Today, the Apache Airflow The project is about to release its 2.10 update, marking the first major update to the project since Airflow 2.9 Released Last April, Airflow 2.10 introduced hybrid execution, enabling organizations to optimize resource allocation across diverse workloads, from simple SQL queries to compute-intensive machine learning (ML) tasks. Enhanced lineage capabilities provide greater visibility into data flows, critical for governance and compliance.
To go further, Astronomerthe leading commercial vendor behind Apache Airflow is updating its Astro platform to incorporate open source dbt-core (Data Build Tool) technology, unifying data orchestration and transformation workflows on a single platform.
These enhancements aim to streamline data operations and bridge the gap between traditional data flows and emerging AI applications. The updates provide enterprises with a more flexible approach to data orchestration, addressing the challenges of managing diverse data environments and AI processes.
“If you think about why you adopt orchestration in the first place, it’s because you want to coordinate things across the entire data supply chain, you want that central pane of glass,” said Julian LaNeve, CTO of Astronomer, told VentureBeat.
How Airflow 2.10 Improves Data Orchestration with Hybrid Execution
One of the big updates in Airflow 2.10 is the introduction of a feature called hybrid execution.
Prior to this update, Airflow users had to select a single execution mode for their entire deployment. This deployment could have been choosing a Kubernetes cluster or using Airflow’s Celery runner. Kubernetes is better suited for heavier compute tasks that require more granular control at the per-task level. Celery, on the other hand, is lighter and more efficient for simpler tasks.
However, as LaNeve explains, real-world data pipelines often have a mix of workload types. For example, he noted that in an Airflow deployment, an organization might just need to run a simple SQL query somewhere to get data. A machine learning workflow might also connect to that same data pipeline, which requires a heavier Kubernetes deployment to run. This is now possible with hybrid execution.
The hybrid execution capability differs significantly from previous versions of Airflow, which required users to make a single choice for their entire deployment. Now, they can optimize each component of their data pipeline for the appropriate level of compute and control resources.
“Being able to choose at the pipeline and task level, instead of having everything use the same execution mode, I think opens up a whole new level of flexibility and efficiency for Airflow users,” LaNeve said.

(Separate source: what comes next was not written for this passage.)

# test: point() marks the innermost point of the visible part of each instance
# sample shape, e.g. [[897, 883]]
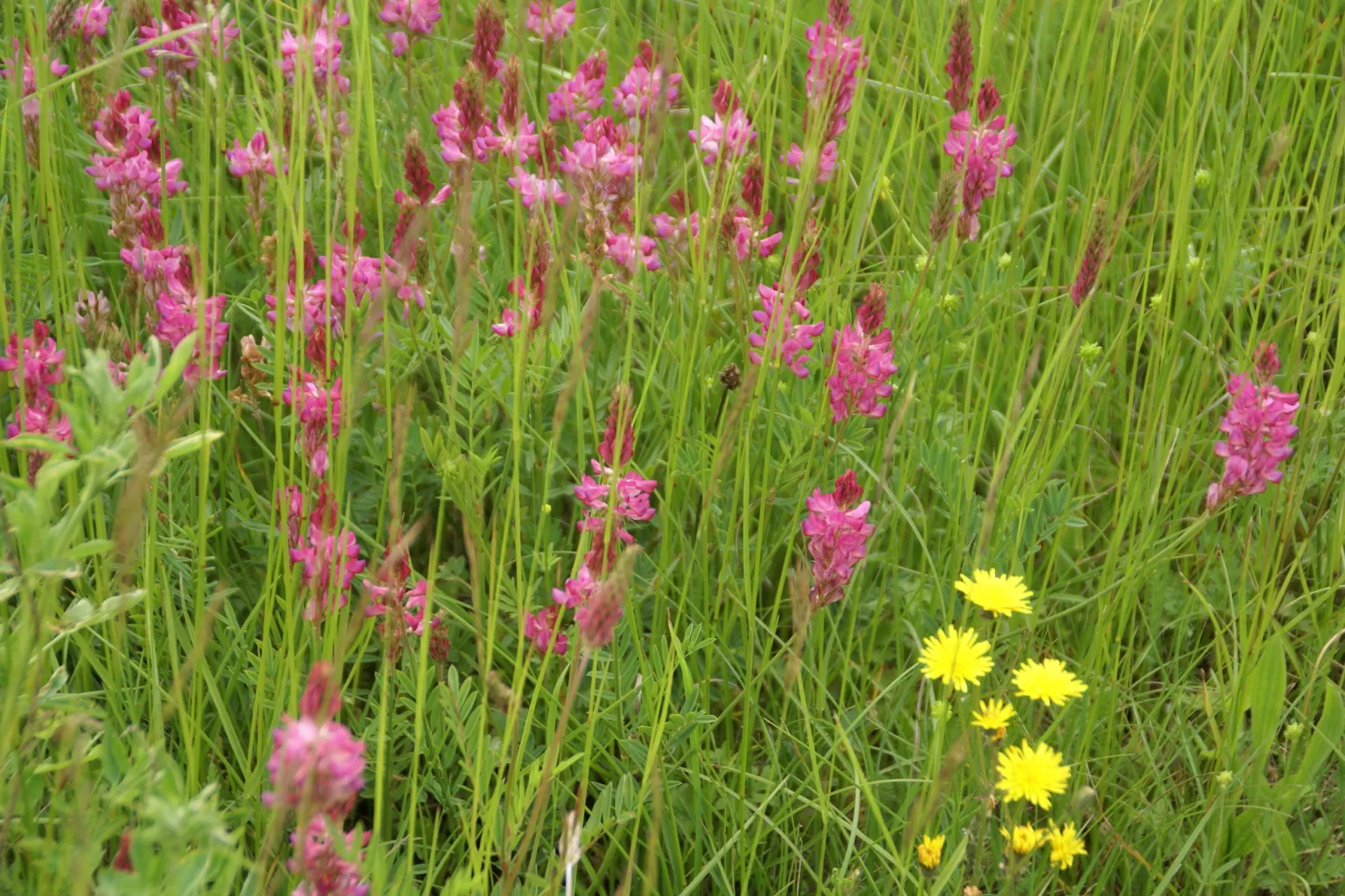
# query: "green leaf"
[[1327, 738], [177, 363], [191, 443], [1266, 700]]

Why Data Lineage in Data Orchestration Matters for AI
Understanding data provenance is the domain of data lineage. It is a critical capability for traditional data analytics as well as emerging AI workloads where organizations need to understand data provenance.
Prior to Airflow 2.10, data lineage tracking had some limitations. LaNeve said that with the new lineage capabilities, Airflow will be able to better capture dependencies and data flow within pipelines, even for custom Python code. This improved lineage tracking is crucial for AI and machine learning workflows, where data quality and provenance are paramount.
“A key element of any next-generation AI application that people are building today is trust,” LaNeve said.
So if an AI system provides an incorrect or unreliable result, users won’t continue to rely on it. Trustworthy lineage information helps solve this problem by providing a clear, verifiable trail that shows how engineers obtained, transformed, and used the data to train the model. Additionally, strong lineage capabilities enable more comprehensive data governance and security controls around sensitive information used in AI applications.
Waiting for Airflow 3.0
“Data governance, security and privacy are becoming more important than ever because you want to make sure you have complete control over how your data is used,” LaNeve said.
While Airflow 2.10 brings several notable improvements, LaNeve is already looking forward to Airflow 3.0.
According to LaNeve, the goal of Airflow 3.0 is to modernize the technology for the era of next-gen AI. The main priorities of Airflow 3.0 are to make the platform more language-agnostic, allowing users to write tasks in any language, as well as making Airflow more data-aware, shifting the focus from process orchestration to data flow management.
“We want to make sure Airflow is the standard for orchestration for the next 10 to 15 years,” he said.